I skipped a semester after I left Kent State and before I enrolled in the U of Colorado, Denver, and then spent a final semester at UCD picking up requirements for an American degree after I got back from study abroad at the U of Lancaster; I only took English lit and history courses while in the UK and had to have a certain number of science and math, and language, classes to graduate. So I took computer programming, some astronomy, and 101 Russian.
I started college right after high school, but I quit after a year and joined the Navy. Three years later, I went back and finished my degree 3 years after that. I voted 25, but I was a month away from turning 26.
I quit college when I was nineteen. I began attending community college when I was 33, graduated when I was 34, and finally completed a university degree when I was 53.
I always get annoyed by these articles- generally speaking, 12 credits per semester is considered full time for the purposes of tuition, financial aid etc. But a bachelor’s degree is typically 120 credits and will take 5 years (10 semesters) at 12 credits per semester.

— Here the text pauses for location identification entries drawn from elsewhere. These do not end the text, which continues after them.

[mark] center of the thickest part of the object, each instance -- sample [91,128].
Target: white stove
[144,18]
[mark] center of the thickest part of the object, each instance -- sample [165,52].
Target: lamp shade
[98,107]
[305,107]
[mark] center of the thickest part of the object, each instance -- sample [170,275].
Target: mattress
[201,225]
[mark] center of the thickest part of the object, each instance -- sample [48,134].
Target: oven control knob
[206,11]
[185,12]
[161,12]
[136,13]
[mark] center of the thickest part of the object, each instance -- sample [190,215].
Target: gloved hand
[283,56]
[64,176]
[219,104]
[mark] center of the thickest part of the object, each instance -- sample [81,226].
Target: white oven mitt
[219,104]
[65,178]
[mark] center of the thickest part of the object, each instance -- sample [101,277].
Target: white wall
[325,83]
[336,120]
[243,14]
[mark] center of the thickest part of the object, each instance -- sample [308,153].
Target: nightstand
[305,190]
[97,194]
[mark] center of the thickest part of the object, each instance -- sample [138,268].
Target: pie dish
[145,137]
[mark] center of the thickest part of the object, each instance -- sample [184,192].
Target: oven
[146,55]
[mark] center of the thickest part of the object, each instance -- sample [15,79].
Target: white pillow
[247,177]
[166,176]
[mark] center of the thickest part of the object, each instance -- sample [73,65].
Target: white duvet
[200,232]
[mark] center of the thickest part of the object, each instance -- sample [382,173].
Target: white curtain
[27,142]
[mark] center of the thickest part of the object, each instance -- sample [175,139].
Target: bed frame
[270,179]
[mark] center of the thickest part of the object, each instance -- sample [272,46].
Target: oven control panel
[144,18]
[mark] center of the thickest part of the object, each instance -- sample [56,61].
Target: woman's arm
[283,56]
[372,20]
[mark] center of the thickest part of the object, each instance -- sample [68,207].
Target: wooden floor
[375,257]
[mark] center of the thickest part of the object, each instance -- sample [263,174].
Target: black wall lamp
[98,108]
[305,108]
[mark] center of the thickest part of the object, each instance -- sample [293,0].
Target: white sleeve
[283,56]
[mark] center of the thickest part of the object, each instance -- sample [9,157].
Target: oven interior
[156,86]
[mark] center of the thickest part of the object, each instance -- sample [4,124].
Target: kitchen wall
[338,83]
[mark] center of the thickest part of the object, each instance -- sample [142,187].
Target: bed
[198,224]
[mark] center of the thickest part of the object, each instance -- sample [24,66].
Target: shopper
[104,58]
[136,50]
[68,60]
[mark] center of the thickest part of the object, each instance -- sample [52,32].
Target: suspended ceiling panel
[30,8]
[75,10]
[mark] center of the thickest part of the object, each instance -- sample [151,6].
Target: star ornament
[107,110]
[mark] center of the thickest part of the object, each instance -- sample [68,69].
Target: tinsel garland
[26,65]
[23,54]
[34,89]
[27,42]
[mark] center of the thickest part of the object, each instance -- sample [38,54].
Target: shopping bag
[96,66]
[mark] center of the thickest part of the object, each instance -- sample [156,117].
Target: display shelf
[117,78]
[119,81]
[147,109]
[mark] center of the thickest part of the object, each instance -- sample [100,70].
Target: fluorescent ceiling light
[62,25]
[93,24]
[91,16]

The articles rarely point out that these studies apply to public colleges , which often have a very different student population than private colleges and taking five or six years is not always a bad thing for those students. For example, like **Broomstick **, I was a full-time student ( 12 credits) while working enough hours to be considered full time at many jobs ( 30-35 hours a week). I needed to work that much to pay my tuition, so there was no option under which I graduated in four years - either I took five or six years or I didn’t attend ( or graduate) at all.
Date earned–a good and possibly telling detail. I wonder if people today are more or less likely to go to college right after high school and then knock out a(n American) bachelor’s in 4 years.
I joined the Army after high school. Actually a year after high school, after getting fed up with working fast food jobs. Then I spent 5 years in the Army, taking no classes. Then I got out and got a four year electrical engineering degree in three and a half years. Which would have been impressive if I wasn’t already 27 (this was in 2009, for the curious). But a lot of my peers were taking five or even six years to finish their engineering degrees.
I graduated six months early with a double major. I had AP credits from high school that knocked out a few graduation requirements and I took one summer course to fill in an elective.
I should have graduated high school a year early. The graduation requirements when I started high school included passing four years of Gym and English. Other subjects required three of less years. To cut costs, administrators dropped the Gym requirement to two years. My Junior year of high school I took both English and Journalism, which fulfilled the English requirement. I don’t think that school administrators realized that by dropping the Gym requirement, several Juniors were suddenly eligible to graduate a year early. Late in the year, they changed the graduation requirements again. But, they couldn’t just say that Journalism didn’t satisfy the English requirement because several of the students were Seniors who wouldn’t graduate without credit for it. So, the administration arbitrarily decided that Journalism would only count as an English requirement if the student was a Senior. They averted their crisis and I had to spend another year in high school. The good news was that I took all the AP courses that allowed me to graduate college early, so I saved some tuition and on net, it only cost me a few extra months of my life rather than a whole year.